This article was originally published on History News Network:
by Claudia Moscovici, author of Holocaust Memories (Rowman & Littlefield, 2019)
One of the many difficult lessons the Holocaust has taught us is that Jews need not be influential or numerous in a country to give rise to anti-Semitism. According to the United States Holocaust Memorial Museum, Jews comprised only 1% of Germany’s population on the eve of the Nazi rise to power in 1933 (505,000 of 67 million people). Yet this small group of German citizens were singled out as an ideal scapegoat for all of the country’s woes following WWI: its defeat in the war, the staggering inflation and high unemployment rates, and the humiliations imposed on Germany by the Treaty of Versailles.
In difficult historical or economic conditions, people often stigmatize and dehumanize those they disdain and distrust. Without adequate education about the past and discussion of the dangers of anti-Semitism, many believe that history could repeat itself. This is why Holocaust education is crucial to dispelling the fear, anxiety and ultimately hatred of the Jews. Unfortunately today, as the last Holocaust survivors pass away, we risk losing touch with the human-caused catastrophe that nearly wiped the Jewish people off the face of the Earth, increasing the risk of rampant anti-Semitism.
In fact, there seems to be an inverse proportion between knowledge of the Holocaust and anti-Semitism. In February 2019, Schoen Consulting conducted a survey at the behest of the Conference on Jewish Material Claims against Germany. The survey indicated that there is a serious deficiency in knowledge about the Holocaust among US adults and that fewer people care about the Holocaust than they did in the 1950s through 90s. 70 percent of those polled believe that fewer people care about the Holocaust today than in the past and nearly 60 percent believe that the Holocaust could happen again.
According to the Schoen findings, one third of Americans, and a staggering 40 percent of Millennials, believe that substantially fewer than 6 million Jews were killed in the Holocaust (they mistakenly consider the figure to be closer to 2 million). Half of the respondents could not name a single concentration camp or Jewish Ghetto among the 40,000 camps and Ghettos across Europe. Stunningly, 41 percent of older adults and 66 percent of Millennials hadn’t heard of Auschwitz, the largest and most notorious concentration camp. Moreover, 80 percent of US adults had never visited a Holocaust museum. Despite these serious gaps in their historical knowledge, the vast majority of the Claims Conference poll respondents—80 percent–believed that education about the Holocaust could help prevent such genocides in the future.

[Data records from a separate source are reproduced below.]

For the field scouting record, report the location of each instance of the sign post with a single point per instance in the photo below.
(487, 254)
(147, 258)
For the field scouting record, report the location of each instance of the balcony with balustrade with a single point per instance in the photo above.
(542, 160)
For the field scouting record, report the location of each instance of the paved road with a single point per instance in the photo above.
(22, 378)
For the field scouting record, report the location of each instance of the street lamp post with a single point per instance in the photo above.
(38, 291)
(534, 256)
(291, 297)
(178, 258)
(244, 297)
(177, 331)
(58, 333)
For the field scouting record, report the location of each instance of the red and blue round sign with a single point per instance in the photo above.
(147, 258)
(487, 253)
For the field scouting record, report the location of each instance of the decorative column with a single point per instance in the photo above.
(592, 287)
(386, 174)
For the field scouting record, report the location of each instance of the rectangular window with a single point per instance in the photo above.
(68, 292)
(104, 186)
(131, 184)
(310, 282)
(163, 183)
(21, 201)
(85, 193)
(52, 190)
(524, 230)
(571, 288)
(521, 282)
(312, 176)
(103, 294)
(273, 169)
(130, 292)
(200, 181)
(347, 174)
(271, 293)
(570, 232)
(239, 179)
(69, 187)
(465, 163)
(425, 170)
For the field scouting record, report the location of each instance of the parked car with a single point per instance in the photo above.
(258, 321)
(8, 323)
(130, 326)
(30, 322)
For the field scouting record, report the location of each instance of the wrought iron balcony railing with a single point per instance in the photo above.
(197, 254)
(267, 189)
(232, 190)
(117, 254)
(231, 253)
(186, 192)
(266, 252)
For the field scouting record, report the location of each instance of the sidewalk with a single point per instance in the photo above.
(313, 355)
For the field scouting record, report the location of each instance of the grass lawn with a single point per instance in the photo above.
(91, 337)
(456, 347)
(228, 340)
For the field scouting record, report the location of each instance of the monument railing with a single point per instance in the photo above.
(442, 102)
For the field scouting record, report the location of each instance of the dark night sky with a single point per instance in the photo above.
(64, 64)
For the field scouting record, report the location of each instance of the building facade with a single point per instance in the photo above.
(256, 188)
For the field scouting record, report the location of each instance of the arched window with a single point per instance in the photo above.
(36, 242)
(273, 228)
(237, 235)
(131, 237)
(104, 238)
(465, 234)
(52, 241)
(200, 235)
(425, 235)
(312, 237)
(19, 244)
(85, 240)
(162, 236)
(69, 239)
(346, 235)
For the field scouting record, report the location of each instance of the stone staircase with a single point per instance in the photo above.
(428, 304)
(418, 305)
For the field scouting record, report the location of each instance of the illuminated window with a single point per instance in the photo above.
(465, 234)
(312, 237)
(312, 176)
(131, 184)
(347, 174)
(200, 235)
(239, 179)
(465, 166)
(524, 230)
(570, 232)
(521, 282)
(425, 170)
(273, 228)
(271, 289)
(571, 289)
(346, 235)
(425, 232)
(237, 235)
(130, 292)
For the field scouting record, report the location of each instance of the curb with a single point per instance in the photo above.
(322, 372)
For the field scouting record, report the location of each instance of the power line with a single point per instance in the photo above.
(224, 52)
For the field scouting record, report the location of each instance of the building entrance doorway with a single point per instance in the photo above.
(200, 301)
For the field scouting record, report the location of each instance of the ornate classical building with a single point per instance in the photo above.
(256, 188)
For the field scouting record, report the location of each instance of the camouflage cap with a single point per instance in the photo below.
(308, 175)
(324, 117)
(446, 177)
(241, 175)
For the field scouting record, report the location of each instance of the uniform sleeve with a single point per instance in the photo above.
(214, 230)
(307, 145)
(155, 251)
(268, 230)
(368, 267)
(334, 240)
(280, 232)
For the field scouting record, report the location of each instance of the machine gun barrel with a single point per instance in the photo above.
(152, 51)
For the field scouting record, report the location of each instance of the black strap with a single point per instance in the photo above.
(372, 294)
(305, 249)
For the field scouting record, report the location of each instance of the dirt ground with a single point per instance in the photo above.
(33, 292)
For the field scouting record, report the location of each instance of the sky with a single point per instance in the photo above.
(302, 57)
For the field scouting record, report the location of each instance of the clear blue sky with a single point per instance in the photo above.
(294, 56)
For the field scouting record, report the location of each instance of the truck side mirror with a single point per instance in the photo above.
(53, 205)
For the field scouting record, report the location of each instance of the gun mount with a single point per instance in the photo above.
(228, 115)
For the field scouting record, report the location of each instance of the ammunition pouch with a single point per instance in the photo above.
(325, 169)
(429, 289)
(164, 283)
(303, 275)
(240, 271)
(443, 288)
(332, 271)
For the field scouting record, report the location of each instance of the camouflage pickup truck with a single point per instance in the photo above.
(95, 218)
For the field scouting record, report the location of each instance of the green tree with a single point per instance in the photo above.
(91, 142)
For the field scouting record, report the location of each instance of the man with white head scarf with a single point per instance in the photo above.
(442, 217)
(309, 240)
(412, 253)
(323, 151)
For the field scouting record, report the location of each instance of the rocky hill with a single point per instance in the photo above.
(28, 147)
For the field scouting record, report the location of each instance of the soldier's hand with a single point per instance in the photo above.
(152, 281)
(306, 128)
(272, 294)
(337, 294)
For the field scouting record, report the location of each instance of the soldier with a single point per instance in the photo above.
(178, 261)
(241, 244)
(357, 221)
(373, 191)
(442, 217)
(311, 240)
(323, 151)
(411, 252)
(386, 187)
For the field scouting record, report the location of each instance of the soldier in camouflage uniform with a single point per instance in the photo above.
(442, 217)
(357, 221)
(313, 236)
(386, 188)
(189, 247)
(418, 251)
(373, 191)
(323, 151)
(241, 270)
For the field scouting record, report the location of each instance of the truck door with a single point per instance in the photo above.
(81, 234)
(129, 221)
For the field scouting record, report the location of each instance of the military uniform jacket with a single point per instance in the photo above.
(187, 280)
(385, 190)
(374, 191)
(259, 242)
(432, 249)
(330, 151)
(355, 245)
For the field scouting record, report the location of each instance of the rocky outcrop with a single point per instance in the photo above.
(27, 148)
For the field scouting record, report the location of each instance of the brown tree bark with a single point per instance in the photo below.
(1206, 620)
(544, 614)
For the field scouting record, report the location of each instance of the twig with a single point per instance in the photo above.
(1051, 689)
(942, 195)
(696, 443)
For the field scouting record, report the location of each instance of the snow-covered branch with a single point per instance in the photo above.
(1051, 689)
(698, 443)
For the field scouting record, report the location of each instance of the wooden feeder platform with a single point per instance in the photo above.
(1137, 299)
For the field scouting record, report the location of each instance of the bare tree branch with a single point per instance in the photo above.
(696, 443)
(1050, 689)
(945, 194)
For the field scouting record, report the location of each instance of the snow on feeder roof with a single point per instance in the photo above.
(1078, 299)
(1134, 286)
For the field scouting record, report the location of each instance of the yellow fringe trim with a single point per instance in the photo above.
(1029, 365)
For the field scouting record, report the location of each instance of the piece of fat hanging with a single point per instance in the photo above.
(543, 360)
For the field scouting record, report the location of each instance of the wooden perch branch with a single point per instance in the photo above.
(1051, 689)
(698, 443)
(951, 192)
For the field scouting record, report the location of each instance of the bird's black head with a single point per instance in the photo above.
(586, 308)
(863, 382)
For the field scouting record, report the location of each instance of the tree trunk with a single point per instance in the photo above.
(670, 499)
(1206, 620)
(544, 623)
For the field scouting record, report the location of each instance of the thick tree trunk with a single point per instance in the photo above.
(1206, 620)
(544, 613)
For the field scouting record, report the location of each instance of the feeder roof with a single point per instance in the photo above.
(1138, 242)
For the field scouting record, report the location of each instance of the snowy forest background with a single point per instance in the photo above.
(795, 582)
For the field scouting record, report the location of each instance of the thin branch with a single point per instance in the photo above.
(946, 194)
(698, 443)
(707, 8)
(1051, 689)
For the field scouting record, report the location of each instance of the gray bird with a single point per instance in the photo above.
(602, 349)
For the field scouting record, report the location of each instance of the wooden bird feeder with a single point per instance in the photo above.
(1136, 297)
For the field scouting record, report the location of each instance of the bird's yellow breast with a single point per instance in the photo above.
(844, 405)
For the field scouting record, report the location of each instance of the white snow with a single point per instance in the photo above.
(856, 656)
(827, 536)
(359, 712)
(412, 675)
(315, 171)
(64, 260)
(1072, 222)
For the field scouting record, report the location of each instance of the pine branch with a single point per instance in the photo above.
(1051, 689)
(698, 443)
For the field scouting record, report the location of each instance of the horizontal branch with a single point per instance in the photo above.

The Never Again Education Act is an effort by a bipartisan group of US legislators in both the House and the Senate to promote Holocaust education. Several senators introduced a bill that would help fund and encourage Holocaust education programs in American schools. Jacky Rosen, a Democratic senator from Nevada, spearheaded this bill in 2016. The bill stipulates combining private donations as well as federal and state funding for the Holocaust Education Assistance Program Fund. The program would help pay for training teachers and guest speakers on the Holocaust, cover the cost of textbooks, as well as fund the transportation and housing for teachers to attend conferences and seminars about the Holocaust.
This bill found bipartisan support in the Senate from Republican senator Ted Cruz (Texas), Marco Rubio (Florida), Kevin Cramer (North Dakota) and Democratic senators Tim Kaine (Virginia) and Richard Blumenthal (Connecticut). The bill also has strong proponents in the House of Representatives. Sponsored by Representative Carolyn B. Maloney (Democrat, New York) and Elise Stefanik (Republican, New York), the bill was introduced in the House of Representatives on April 10, 2018 and has gained 209 bipartisan supporters.
The Never Again Education Act would fund and facilitate Holocaust Education in every state in the US. So far several states have already implemented some local codes or guidelines that require that information about the Holocaust and other genocides be taught in public schools, including California (1985), Illinois (1989), New Jersey (1991), Florida (1994), New York (1994) and, more recently Maryland (2019). In the wake of an alarming rise in anti-Semitic domestic terrorism and attacks on Jewish centers and synagogues, I am glad to see that legislators across the country see the urgent need for a more in-depth, national program of Holocaust education.